English, Department of


Date of this Version

January 1999


Published in Race, Rhetoric, and Composition, edited by Keith Gilyard (Portsmouth NH: Boynton/Cook Publishers, 1999), pp. 67–86. In the series: Cross-Currents, series editor Charles I. Schuster. Copyright © 1999 Boynton/Cook Publishers, Inc. Used by permission.


In this essay, I examine several spheres of “race construction” and the ethical implications of these constructions for how I—as a white composition teacher/researcher—named, described, and interpreted student response in a dissertation chapter I wrote on a student discussion of Toni Morrison’s The Bluest Eye within a writing course focused on “difference.” This essay describes my own process of coming to understand the ways that my readings of classroom events were/are shaped by my position as a white teacher/researcher and the implications for understanding what naming these moments might mean for others engaged in composition research. In particular, I examine three different contexts in which my racial position informed (or remained invisible in) my analysis of these classroom scenes. First, I describe how I collected data on the initial class discussion of The Bluest Eye and why I selected this class room moment as significant within the context of my research about multicultural writing classrooms. Second, I examine the taxonomy that I used to situate several different students’ written and oral responses to this discussion and the ways that this construct diverted attention from the importance of race, as well as veiled my own position as a white interpreter of these responses. And third, I examine the implications for the ways that this research was disseminated and received within the composition community as I engaged in my job search.
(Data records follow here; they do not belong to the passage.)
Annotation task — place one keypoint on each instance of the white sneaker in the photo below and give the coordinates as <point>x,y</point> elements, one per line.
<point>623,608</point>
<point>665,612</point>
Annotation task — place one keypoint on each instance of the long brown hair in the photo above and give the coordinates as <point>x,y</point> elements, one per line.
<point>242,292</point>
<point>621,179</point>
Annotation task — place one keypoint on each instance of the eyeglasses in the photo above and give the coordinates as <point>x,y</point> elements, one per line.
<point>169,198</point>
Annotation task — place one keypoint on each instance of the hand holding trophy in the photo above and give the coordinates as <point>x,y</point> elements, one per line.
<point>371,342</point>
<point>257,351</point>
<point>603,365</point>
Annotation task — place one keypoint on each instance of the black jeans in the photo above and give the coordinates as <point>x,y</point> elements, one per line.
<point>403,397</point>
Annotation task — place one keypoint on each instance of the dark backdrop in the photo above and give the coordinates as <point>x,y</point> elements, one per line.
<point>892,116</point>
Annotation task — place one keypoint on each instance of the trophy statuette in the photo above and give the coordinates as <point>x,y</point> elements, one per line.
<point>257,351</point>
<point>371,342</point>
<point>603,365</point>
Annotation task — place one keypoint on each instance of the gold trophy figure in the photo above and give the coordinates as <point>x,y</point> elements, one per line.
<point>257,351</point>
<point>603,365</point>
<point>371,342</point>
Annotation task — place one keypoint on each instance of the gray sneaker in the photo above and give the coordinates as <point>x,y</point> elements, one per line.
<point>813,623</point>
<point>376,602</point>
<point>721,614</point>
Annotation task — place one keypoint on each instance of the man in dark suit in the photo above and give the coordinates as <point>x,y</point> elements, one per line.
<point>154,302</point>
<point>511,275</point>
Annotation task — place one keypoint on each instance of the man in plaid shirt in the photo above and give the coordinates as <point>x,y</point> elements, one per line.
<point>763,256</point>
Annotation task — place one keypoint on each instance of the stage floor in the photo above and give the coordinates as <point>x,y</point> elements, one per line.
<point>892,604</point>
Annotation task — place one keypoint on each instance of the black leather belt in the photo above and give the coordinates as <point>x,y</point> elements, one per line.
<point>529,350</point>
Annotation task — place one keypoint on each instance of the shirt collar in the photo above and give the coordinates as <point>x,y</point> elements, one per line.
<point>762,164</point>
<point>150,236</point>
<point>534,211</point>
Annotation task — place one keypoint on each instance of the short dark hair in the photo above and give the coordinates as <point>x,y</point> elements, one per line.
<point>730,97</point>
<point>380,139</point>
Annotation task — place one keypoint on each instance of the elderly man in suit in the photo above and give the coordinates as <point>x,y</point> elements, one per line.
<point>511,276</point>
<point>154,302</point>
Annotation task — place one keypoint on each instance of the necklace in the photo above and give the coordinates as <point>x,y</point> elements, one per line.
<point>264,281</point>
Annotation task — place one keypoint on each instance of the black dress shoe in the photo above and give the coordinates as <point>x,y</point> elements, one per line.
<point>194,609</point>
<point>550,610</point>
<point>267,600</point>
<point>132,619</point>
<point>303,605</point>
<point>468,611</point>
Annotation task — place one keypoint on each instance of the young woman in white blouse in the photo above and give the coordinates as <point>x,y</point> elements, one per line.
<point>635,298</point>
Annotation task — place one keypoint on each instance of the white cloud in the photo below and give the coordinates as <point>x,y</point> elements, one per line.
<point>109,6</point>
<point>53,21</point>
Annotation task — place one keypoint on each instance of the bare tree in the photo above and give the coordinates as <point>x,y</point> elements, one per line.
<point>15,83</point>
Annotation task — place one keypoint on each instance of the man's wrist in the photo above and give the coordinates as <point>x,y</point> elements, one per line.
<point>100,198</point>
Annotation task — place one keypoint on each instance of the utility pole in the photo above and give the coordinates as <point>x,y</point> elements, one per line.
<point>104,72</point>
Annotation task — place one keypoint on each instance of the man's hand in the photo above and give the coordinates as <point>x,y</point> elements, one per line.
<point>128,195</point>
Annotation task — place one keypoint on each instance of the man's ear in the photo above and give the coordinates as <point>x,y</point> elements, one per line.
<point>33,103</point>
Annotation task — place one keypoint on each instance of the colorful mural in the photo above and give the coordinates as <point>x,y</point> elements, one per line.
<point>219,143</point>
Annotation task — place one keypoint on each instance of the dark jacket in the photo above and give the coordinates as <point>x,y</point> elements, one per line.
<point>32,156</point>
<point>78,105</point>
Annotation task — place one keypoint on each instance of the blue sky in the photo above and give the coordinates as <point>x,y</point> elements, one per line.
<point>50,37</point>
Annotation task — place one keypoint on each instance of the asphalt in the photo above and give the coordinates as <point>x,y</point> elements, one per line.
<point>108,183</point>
Rereading the various spheres of race construction embedded within these scenes highlights the complexities inherent in studying and writing about how students respond to issues of diff erence, like race, within writing classrooms. By reflecting on some of the difficulties, however, I hope to raise consciousness about the privilege of white researchers within composition studies’ accounts of writing classrooms, as well as to begin to suggest how this awareness might change how we discuss and write about issues of difference in ways that do not appropriate or co-opt “others.” Ultimately, then, this essay aims to suggest strategic interventions for how constructs of race can be described and theorized within composition studies research.